Na opinião da advogada Gisele Truzzi, especialista em direito digital e presidente do Truzzi Advogados, que não participa do processo, o uso pode ter sido extrapolado do vídeo dos cientistas, e a presença de informações pessoais pode ter influenciado a profissão docente .
Os promotores também foram questionados sobre os direitos de imagem da nutricionista, cuja foto de perfil foi exposta. O argumento é que há violação da LGPD (Lei Geral de Proteção de Dados), uma vez que a biometria facial é considerada dado sensível por lei.
“A partir do momento em que alguém cria um conteúdo, posta uma foto em uma rede social aberta, o usuário tem que estar atento aos riscos e condições que isso implica”, afirma Truzzi. “Presume-se que a pessoa está ciente de que pode perder o controle sobre aquele conteúdo”.

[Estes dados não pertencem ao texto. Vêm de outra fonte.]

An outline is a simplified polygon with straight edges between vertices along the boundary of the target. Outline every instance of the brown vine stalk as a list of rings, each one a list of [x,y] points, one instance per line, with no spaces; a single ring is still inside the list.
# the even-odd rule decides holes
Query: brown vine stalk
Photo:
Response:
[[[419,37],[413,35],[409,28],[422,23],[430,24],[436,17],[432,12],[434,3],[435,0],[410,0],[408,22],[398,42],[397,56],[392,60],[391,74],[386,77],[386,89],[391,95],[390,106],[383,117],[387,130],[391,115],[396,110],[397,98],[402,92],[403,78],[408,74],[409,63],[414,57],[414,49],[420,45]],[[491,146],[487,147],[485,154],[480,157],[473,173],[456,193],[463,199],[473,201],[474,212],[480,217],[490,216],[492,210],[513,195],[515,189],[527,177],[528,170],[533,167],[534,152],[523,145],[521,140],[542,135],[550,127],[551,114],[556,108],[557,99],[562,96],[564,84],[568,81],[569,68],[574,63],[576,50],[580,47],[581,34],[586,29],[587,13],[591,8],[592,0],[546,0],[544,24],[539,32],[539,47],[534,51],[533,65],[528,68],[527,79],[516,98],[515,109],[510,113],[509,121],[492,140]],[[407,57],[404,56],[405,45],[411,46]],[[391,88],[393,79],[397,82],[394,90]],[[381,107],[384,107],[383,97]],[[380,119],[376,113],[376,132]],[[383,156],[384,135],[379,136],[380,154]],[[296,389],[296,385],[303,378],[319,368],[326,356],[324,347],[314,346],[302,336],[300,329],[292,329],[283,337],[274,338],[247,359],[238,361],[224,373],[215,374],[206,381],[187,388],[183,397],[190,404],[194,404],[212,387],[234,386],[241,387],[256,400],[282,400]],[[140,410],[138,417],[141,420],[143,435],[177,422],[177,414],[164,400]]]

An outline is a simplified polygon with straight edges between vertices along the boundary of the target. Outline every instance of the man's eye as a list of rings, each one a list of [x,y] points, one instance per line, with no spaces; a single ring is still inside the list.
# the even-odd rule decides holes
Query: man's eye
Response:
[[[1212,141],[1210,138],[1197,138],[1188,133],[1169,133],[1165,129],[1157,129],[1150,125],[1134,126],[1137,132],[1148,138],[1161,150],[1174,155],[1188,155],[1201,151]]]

Para Truzzi, como o perfil do acusador era aberto e contava com milhares de seguidores, a acusação não viola o direito à imagem nem as diretrizes da LGPD.
Bonassa lembra que o diabetes, doença sobre a qual foi feito o vídeo da nutricionista, não tem cura. “As pessoas caem nas fake news porque é uma doença que pode ser controlada, e isso é para a vida toda, então o paciente se cansa e busca alternativas, mas tem que desconfiar imediatamente de promessas milagrosas”, afirma.
Enfrentando o processo há um ano, eles continuam produzindo conteúdos para combater a desinformação nas redes sociais. “Não vamos parar”eles dizem.